Evidation Health and Brigham and Women's Hospital have launched an mHealth program to collect and analyze digital health data from sensors in wearables and smartphones to help people dealing with chronic pain.

Source: ThinkStock

By Eric Wicklund

- Boston’s Brigham and Women’s Hospital is helping to launch a study to determine whether mHealth data collected on smartphones and wearables can be used to help treat people with chronic pain.

The hospital is partnering with Evidation Health, a California-based digital analytics company launched out of the Stanford Health-GE Venture incubator, to capture “digital signals” from sensors in mobile devices and fitness bands. Researchers will study whether that data, combined with other information such as weather, diet, genomic information and medical data, can be used to identify when someone is in pain and develop care management plans for treatment.

Evidation Health is contributing up to $1 million for the Digital Signals in Chronic Pain (the DISCover Project), which will recruit as many as 10,000 participants, including 6,000 with chronic pain.

“The widespread use of wearables, sensors and digital health tools gives us an opportunity to quantify the real lives of patients who suffer from chronic pain - now a critically important public health condition in the US,” Deborah Kilpatrick, PhD, Evidation Health’s CEO, said in a press release. “We are running this large-scale pain study to gain powerful insights on how behavioral factors are associated with health outcomes of chronic pain patients.”

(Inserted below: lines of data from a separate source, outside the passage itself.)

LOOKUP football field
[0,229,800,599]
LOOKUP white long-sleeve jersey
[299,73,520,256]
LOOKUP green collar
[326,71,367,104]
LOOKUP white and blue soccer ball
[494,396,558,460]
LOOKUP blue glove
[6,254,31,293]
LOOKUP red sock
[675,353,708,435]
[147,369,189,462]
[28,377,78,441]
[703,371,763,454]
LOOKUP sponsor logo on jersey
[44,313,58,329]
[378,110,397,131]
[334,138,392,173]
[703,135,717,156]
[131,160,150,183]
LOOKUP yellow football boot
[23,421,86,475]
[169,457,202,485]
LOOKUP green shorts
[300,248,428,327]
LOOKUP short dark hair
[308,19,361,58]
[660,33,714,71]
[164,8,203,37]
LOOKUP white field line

“Novel research methodologies will enable the quantification of real-life outcomes in chronic pain across thousands of patients,” added Christine Sang, MD, MPH, director of Translational Pain Research at Brigham and Women’s Hospital and a consultant to the study, in the release. “If successful, the real-life insights on individual patient-level experiences can inform our efforts to bring relief to the striking number of people with diverse experiences of chronic pain.”

One of the first to join the study is the company’s co-founder and CEO, Christine Lemke. The Silicon Valley entrepreneur has a rare genetic condition that causes frequent back pain.

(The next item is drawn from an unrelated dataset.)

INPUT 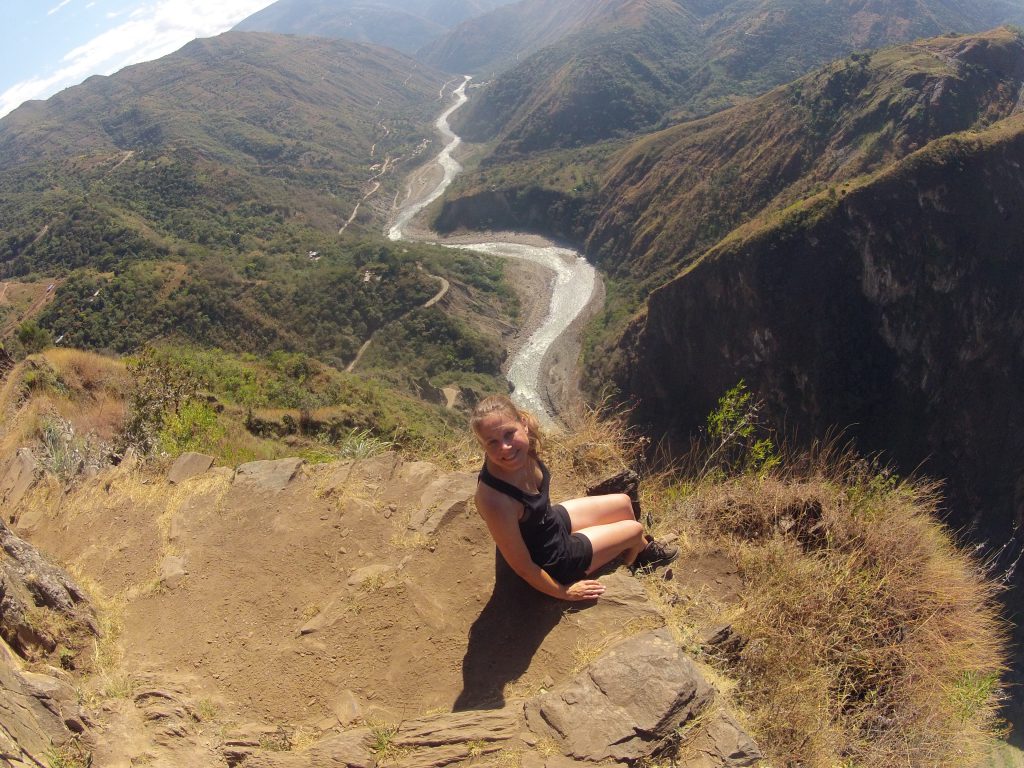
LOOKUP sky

"Sometimes we take on studies out of curiosity, especially for questions that aren't well studied or well understood," she recently told CNBC.

Evidation Health is well-known in the digital health space. In 2015, the company launched a partnership with Ochsner Health to help the New Orleans-based health system collect and analyze data from several mHealth programs and develop new interventions that could be applied across large populations.

The DISCover Project aims to tackle a condition affecting some 100 million Americans and providing ample fuel for the nation’s ongoing opioid addiction epidemic.

“Despite the high prevalence of chronic pain, finding effective treatment options is significantly complicated by the fact that each person experiences chronic pain in a different way day to day,” Evidation Health officials said in the press release. “This study aims to shed new light on the spectrum of chronic pain experiences in individuals through new digital methods.”

Healthcare providers and researchers have long been using mHealth tools and platforms to study pain and seek new ways to manage it. Just last month, the UK’s National Health System gave its approval for physicians to prescribe – and be reimbursed for – the ActiPatch, a wearable device that manages peripheral nerve activity to help users suffering from chronic pain.

In the US, meanwhile, organizations as diverse as the Scripps Translational Science Institute in San Diego and the Department of Defense have launched programs to study the use of mHealth tools for pain relief. And Cedars-Sinai Hospital in Los Angeles is one of several pioneering the use of virtual reality headsets for pain management.